It’s a cruel irony that England has been experiencing one of the sunniest springs on record during lockdown, and nowhere is this more deeply appreciated than in the nation’s seaside resorts, whose business is sunshine. On a socially distanced visit to Margate last week, the sand was golden, the sea sparkled invitingly, but the sea front was eerily quiet. The cafes, pubs and art studios in the picturesque backstreets of the historic centre were closed. Kids did wheelies on the empty promenade and the only people on the harbour wall were groups of teenagers with too little to do.
One never imagined that local authorities in major resorts such as Blackpool, Scarborough and Skegness would beg visitors to stay away; people whose careers have been dedicated to urging the English to discover the delights of the homegrown seaside on their doorstep, have been forced into a volte face. Coastal resorts are likely to lose £7.9bn in revenue, according to evidence presented to the parliamentary select committee of the Department of Culture, Media and Sport in mid-May. That represents both revenue already lost because of the lockdown, and projected losses as businesses implement social distancing measures. The capacity of hotels and restaurants will have to be slashed; and the numbers of visitors to beaches, piers, promenades will have to be controlled.
For many coastal towns who welcome millions of visitors every year, this will be a summer like no other; the usual crowds in need of ice creams, fish and chips and fun will have to be marshalled in an unprecedented public order operation.
With the chances of a foreign holiday this summer slim, seaside resorts could face the tricky dilemma of unprecedented demand overwhelming reduced capacity. Already councils have had a taste of this. After the Prime Minister slightly eased lockdown in mid-May, telling people they could drive as far as they liked and even visit beaches, councils had to scramble to put in place social distancing measures. Headlines a couple of days later reported packed beaches in Southend and Bournemouth basking in the unusual May heat.
In Southend, councillor Kevin Robinson admitted that the minute Boris Johnson said the word ‘beaches’, every councillor’s heart sank; they had 48 hours to widen the promenade and hire marshals to ensure they could cope safely. Despite the volume of visitors, Robinson maintains that people kept to the rules; the photos of crowded beaches depended on the angle of the camera, and pictures from drones showed that people were spread out. Southend has a seven-mile long seafront, so they can cope better than some resorts, even if they attract thousands of London day trippers keen to escape the capital.

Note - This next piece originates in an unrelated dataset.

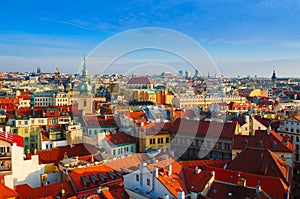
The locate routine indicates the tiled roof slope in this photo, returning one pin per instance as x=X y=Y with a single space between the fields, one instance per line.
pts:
x=260 y=162
x=267 y=138
x=213 y=128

But that doesn’t reassure many local residents, anxious about higher infection rates in London and elsewhere; they lobbied councillors to keep the visitors out by shutting the sea front and beaches — which was physically as well as legally impossible. Southend was not the only place facing this balancing act; many coastal towns have an aged demographic, higher than average levels of chronic ill health and a large care home sector, placing them at increased risk from Covid-19.

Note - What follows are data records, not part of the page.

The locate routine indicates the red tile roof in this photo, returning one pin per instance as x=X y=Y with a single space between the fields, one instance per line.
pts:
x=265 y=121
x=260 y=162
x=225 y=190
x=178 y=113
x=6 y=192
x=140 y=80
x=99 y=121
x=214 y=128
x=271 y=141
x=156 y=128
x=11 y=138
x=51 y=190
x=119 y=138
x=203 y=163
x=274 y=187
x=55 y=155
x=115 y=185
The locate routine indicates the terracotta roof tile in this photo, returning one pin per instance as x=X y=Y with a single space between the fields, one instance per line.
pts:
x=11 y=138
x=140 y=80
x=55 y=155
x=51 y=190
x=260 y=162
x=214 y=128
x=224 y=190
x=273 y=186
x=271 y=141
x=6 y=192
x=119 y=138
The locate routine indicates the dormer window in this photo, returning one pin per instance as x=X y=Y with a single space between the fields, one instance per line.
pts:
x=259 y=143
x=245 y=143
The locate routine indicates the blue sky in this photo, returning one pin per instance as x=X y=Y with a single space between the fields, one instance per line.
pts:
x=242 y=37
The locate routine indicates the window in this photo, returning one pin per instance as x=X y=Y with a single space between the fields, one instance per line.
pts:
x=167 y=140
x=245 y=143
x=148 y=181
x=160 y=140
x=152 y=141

Few people can be watching the R value more closely than the council leaders of England’s coastal towns. If reopening of socially distanced hospitality and hotels doesn’t go ahead on 4 July as currently suggested, some coastal resorts will be economically crippled with lasting impacts. The normal pattern is that July and August are the key months, clocking up a sizeable proportion of the towns’ annual turnover, with a third of the year’s visitors. While some coastal resorts have made strenuous efforts in the past couple of decades to diversify, others are effectively one-industry towns with over half of all employment tied up in tourism. The millions of pounds of visitor revenue that arrive every summer are the lifeblood of places like Skegness, Blackpool and Whitby.